Questo dato, unito a quello, altrettanto significativo, della caduta dei noli marittimi fa ritenere che la contrazione in atto della domanda mondiale proseguirà, probabilmente, nei prossimi mesi. Anche il barometro dei grandi motori dell’economia globale segnala un tempo che non è né bello né stabile ma solo moderatamente positivo. In Cina i risultati dell’ultimo trimestre 2022 hanno confermato una crescita del 3 per cento: il risultato peggiore degli ultimi quarant’anni (eccetto, causa Covid, il 2020). Negli Stati Uniti lo stesso dato ha registrato una variazione positiva ma di portata limitata (+0,7%) e in decelerazione. La crescita totale dello scorso anno (+2,0%) attesta una stabilizzazione di consumi e investimenti e una riduzione dell’export. Questo spiega perché, mentre la crescita dell’inflazione USA appare segnata da un’inversione di tendenza, il livello della fiducia dei consumatori a gennaio (dato del Conference Board) è diminuito: quindi le loro attese sul breve termine non sono positive. Quanto all’Europa, l’inflazione è meno impetuosa ma resta elevata (oltre l’8% nella zona euro). In quest’area il tasso di disoccupazione a gennaio, è rimasto sotto il 7% per il quarto mese consecutivo mentre la manifattura persevera nella sua capacità di tenuta. Tutti fattori positivi che, allo stato, hanno contenuto le spinte recessive e assicurato un buon clima di fiducia: l’Economic sentiment indicator è tornato ai massimi dal giugno 2022.

Preoccupa invece l’andamento debole di consumi e investimenti: una tendenza comune a tutta l’area continentale che pesa non poco anche da noi.

In Italia le prospettive della produzione industriale (+1,6 a dicembre su novembre 2022) si mantengono, anche se modeste in ragione d’anno, in territorio positivo.

Assai meno rassicuranti, al contrario, quelle che riguardano il commercio e l’andamento dei consumi.

Il 2022 è stato, specie per i piccoli negozi, un “anno nero”. Le prime stime indicano che in questo periodo sono nati 22mila nuovi esercizi, ma, nello stesso tempo, superano i 40mila quelli che hanno chiuso.

Quanto ai consumi, l’Osservatorio Findomestic, per l’anno scorso, registra la contrazione (-2%) del risultato per i beni durevoli.
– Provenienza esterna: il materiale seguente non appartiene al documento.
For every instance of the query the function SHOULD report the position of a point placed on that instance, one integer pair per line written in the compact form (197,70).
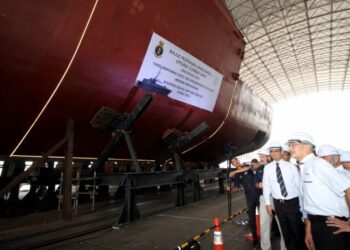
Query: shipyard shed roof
(294,47)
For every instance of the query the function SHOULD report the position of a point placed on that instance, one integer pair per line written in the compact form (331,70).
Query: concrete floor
(168,229)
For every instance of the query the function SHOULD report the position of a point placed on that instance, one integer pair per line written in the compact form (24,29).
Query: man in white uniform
(329,153)
(265,218)
(281,181)
(344,168)
(323,191)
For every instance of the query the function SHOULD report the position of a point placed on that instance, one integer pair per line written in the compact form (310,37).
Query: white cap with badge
(326,150)
(301,137)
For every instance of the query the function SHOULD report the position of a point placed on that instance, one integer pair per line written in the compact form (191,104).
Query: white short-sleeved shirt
(323,188)
(271,186)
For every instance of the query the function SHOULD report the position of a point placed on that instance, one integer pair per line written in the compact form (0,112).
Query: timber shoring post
(67,177)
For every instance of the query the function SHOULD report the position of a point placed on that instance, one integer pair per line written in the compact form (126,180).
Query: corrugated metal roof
(294,47)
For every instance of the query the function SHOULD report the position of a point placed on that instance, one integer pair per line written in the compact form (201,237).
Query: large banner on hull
(171,71)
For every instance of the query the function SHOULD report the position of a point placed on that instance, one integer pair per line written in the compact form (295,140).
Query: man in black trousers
(281,180)
(246,176)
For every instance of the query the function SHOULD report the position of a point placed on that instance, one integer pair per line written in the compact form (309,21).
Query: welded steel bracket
(120,125)
(177,141)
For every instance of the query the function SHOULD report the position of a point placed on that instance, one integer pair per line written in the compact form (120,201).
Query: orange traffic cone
(218,242)
(257,222)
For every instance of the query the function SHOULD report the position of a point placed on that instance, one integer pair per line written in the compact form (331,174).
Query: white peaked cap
(263,151)
(302,137)
(345,156)
(326,149)
(275,144)
(285,148)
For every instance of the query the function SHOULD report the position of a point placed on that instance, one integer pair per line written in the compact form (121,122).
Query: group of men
(310,198)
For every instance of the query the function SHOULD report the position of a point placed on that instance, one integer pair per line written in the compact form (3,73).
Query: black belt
(323,218)
(285,201)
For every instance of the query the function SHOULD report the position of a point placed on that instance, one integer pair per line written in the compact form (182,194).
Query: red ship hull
(43,46)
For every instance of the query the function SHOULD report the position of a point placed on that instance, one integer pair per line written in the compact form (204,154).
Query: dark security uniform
(252,197)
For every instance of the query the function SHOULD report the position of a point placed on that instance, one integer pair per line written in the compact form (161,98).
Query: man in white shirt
(329,153)
(344,168)
(281,181)
(265,218)
(323,191)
Per il complesso delle vendite al dettaglio, per lo stesso periodo, l’Istat indica una crescita in valore, dati i prezzi in aumento, ma una contrazione del volume che sfiora un punto percentuale. Nell’anno in corso il settore commerciale si trova perciò di fronte a una sfida impegnativa che non potrà essere vincente se non sarà l’economia nel suo complesso a registrare una robusta espansione. Centrare questo obiettivo non sarà, tuttavia, agevole. Sarà prima di tutto necessario ottenere concreti risultati su almeno tre fronti: a) la riprogrammazione, in raccordo con la Commissione di Bruxelles, di quei capitoli del Pnrr (non sono pochi) in ritardo di attuazione; si tratta di un traguardo da tagliare, comunque, entro il 2026, scadenza non aggirabile; b) ottenere modifiche alle norme vigenti sugli aiuti di Stato articolate in modo che esse non abbiano effetti dannosi per quei Paesi, come l’Italia, che hanno pochi spazi fiscali disponibili, data la condizione dei propri conti pubblici; c) concludere con successo la spinosa trattativa, iniziata a Bruxelles, sulla revisione delle regole di bilancio per i membri dell’Unione.

In altre parole, per l’Italia si prepara una scalata di sesto grado. Senza contare le incognite della politica monetaria europea. Sono esplicite le recenti dichiarazioni (Corriere della Sera, 12 febbraio) del Governatore della Banca d’Italia: “E’ fondamentale comunicare un forte impegno a riportare l’inflazione al valore obiettivo” (che per la Bce è il 2 %). “Ma farlo minimizzando i costi per l’economia reale non lo è da meno”.

In sostanza, sostiene Ignazio Visco , la recessione non è inevitabile, perciò l’inflazione va certo combattuta, ma con prudenza e cautela: bisogna sperare che Christine Lagarde segua questi consigli.